Au cours de la réalisation de mon travail de mémoire de licence en sociologie, j’ai rencontré une difficulté qui m’a bouleversé pendant toute la recherche. Cette difficulté est liée à mon incapacité de nommer les participants de l’étude puisqu’il s’agit des producteurs des programmes Car Wash dans la ville de Port-au-Prince. Je me suis retrouvé dans un dilemme soit j’utilise une analyse générationnelle, c’est-à-dire de les catégoriser dans la 8e génération[1] d’Haïti soit j’utilise une analyse de classe en les catégorisant dans les classes populaires (Collectif Rosa Bonheur, 2019). Par ailleurs, au cours d’une quête de document concernant notre objet d’étude, j’ai découvert une publication sur la page de Facebook des organisateurs. Ils ont mentionné clairement le concept « Malere » pour se nommer. Compte tenu de l’ordre universitaire colonial et occidentalocentré, je suis réticent de son usage dans ma recherche.
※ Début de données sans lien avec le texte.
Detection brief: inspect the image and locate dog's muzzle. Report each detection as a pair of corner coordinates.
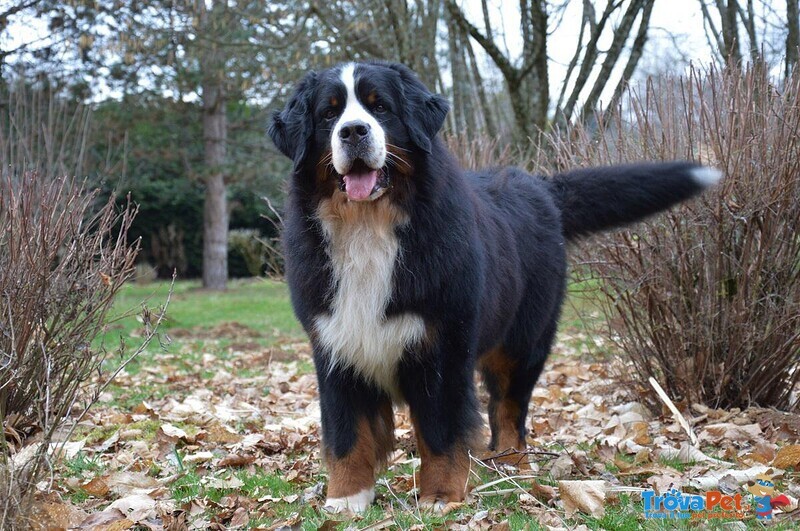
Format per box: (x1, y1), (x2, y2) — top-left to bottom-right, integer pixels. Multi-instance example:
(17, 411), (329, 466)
(333, 120), (389, 201)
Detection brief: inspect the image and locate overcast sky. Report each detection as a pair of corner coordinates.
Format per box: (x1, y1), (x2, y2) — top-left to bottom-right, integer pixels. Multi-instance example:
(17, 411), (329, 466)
(0, 0), (786, 109)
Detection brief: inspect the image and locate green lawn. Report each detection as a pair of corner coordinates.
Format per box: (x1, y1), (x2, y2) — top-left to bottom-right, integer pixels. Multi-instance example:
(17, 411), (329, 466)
(101, 279), (304, 345)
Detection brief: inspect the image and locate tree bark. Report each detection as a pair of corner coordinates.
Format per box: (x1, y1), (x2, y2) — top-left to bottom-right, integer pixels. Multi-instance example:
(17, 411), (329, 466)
(445, 0), (550, 140)
(203, 79), (228, 290)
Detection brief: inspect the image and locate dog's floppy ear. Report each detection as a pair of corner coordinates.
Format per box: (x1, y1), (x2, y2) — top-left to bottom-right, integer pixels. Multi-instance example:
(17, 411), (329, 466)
(268, 72), (317, 168)
(390, 63), (450, 153)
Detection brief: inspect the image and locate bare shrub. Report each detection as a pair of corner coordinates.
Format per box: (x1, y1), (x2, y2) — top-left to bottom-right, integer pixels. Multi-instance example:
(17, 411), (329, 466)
(228, 229), (267, 277)
(0, 173), (137, 527)
(550, 67), (800, 408)
(444, 135), (521, 170)
(0, 84), (163, 529)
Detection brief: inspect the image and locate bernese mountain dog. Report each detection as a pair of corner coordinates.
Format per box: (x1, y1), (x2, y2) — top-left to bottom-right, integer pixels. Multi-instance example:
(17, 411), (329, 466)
(269, 62), (721, 512)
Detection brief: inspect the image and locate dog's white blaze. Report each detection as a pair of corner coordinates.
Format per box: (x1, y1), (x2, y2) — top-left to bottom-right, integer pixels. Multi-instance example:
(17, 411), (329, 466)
(315, 200), (425, 400)
(324, 488), (375, 513)
(331, 63), (386, 175)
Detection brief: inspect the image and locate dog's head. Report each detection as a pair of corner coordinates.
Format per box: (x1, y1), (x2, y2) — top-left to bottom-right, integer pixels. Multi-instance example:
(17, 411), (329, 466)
(269, 63), (448, 201)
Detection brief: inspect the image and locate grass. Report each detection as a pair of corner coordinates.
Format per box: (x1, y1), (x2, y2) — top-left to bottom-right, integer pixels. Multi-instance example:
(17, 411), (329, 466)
(64, 280), (780, 530)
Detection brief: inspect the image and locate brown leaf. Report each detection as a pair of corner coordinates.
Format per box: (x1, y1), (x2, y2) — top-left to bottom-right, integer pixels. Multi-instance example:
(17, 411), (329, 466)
(558, 480), (606, 518)
(81, 476), (111, 498)
(772, 444), (800, 469)
(228, 507), (250, 527)
(77, 509), (133, 529)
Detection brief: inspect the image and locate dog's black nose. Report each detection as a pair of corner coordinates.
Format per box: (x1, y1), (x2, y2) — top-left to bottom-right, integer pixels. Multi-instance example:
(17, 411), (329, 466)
(339, 120), (369, 145)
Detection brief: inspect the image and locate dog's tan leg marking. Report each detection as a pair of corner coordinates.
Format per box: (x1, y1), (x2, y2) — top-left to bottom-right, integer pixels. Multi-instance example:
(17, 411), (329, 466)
(478, 347), (530, 469)
(414, 423), (470, 510)
(324, 401), (394, 512)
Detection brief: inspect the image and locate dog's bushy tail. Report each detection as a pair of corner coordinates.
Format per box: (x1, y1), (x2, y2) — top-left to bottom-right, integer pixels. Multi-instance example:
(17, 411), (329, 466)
(550, 162), (722, 239)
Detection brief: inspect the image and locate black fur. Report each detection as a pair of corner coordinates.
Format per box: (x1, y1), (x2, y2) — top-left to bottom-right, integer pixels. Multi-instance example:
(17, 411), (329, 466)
(269, 63), (702, 502)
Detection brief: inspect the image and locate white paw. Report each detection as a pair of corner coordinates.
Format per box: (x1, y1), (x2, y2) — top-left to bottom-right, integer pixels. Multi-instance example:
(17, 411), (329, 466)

Parallèlement, j’ai visualisé une courte vidéo sur la page Facebook du professeur Jean-Marie Théodat au cours de laquelle des intellectuels parmi les plus reconnus et éminents du pays discutent sur la façon de nommer et conceptualiser les couches sociales en Haïti. Jean Casimir qui était parmi ces intellectuels formule une question fondamentale du point de vue épistémologique et de la sociologie de la connaissance. Il demande : « qu’est-ce qu’une classe dominante sans ses moyens de sa domination ? ». Cette interrogation est une remise en question de la catégorisation et la nomination des couches sociales en général, mais le concept de classe dominante et de classe dominée en particulier dans le contexte haïtien. Elle m’a permis d’identifier automatiquement un vide qui pourrait faciliter de nouvelle conceptualisation des couches sociales.
En outre, dans un discours qu’il a prononcé, titré « Habiter le rêve » au collège de France à l’occasion de l’inauguration de la chaire de la littérature de la francophonie en 2019, Duvivier Michelle Pierre-Louis a reconnu la non utilisation du concept malheureux par la majorité des auteurs haïtiens. Même si elle n’a pas explicité le problème qui sous-tend cette non utilisation de ce concept, elle a dit clairement : « peu d’auteurs se sont penchés sur le sens des mots, malere/malerèz, utilisé par les subalternisés, (…) ». Je pourrais questionner sur le silence du concept malheureux par des penseurs haïtiens. Cependant, je n’intéresse moins aux contraintes liées à l’utilisation de ce concept qu’à son début de systématisation par le géographe Georges Anglade et le sociologue Jean Casimir, deux penseurs majeurs dans les sciences sociales haïtiennes.
Ochan pou malere de Georges Anglade
J’ai fait ma première rencontre avec le concept malheureux dans un petit ouvrage de Georges Anglade titré Éloge de la pauvreté (1983). Avec la précision de l’auteur, ce titre se traduit en créole haïtien par Ochan pou malere. Ce texte est la transcription d’un discours que le géographe haïtien a fait à l’occasion de la réception du prix pour la murale d’Hispaniola. À travers ce petit bouquin d’une densité exemplaire, Anglade initie une systématisation du concept malheureux. Il entame ce processus par un travail de traduction et conceptualisation entre pauvreté, misère, pauvre et malheureux. Pour l’auteur, ces mots ne renvoient pas à la même charge sémantique et lexicale. De ce fait, pour le penseur de l’espace haïtien, pauvre dans la langue française ne traduit pas par Malere en créole.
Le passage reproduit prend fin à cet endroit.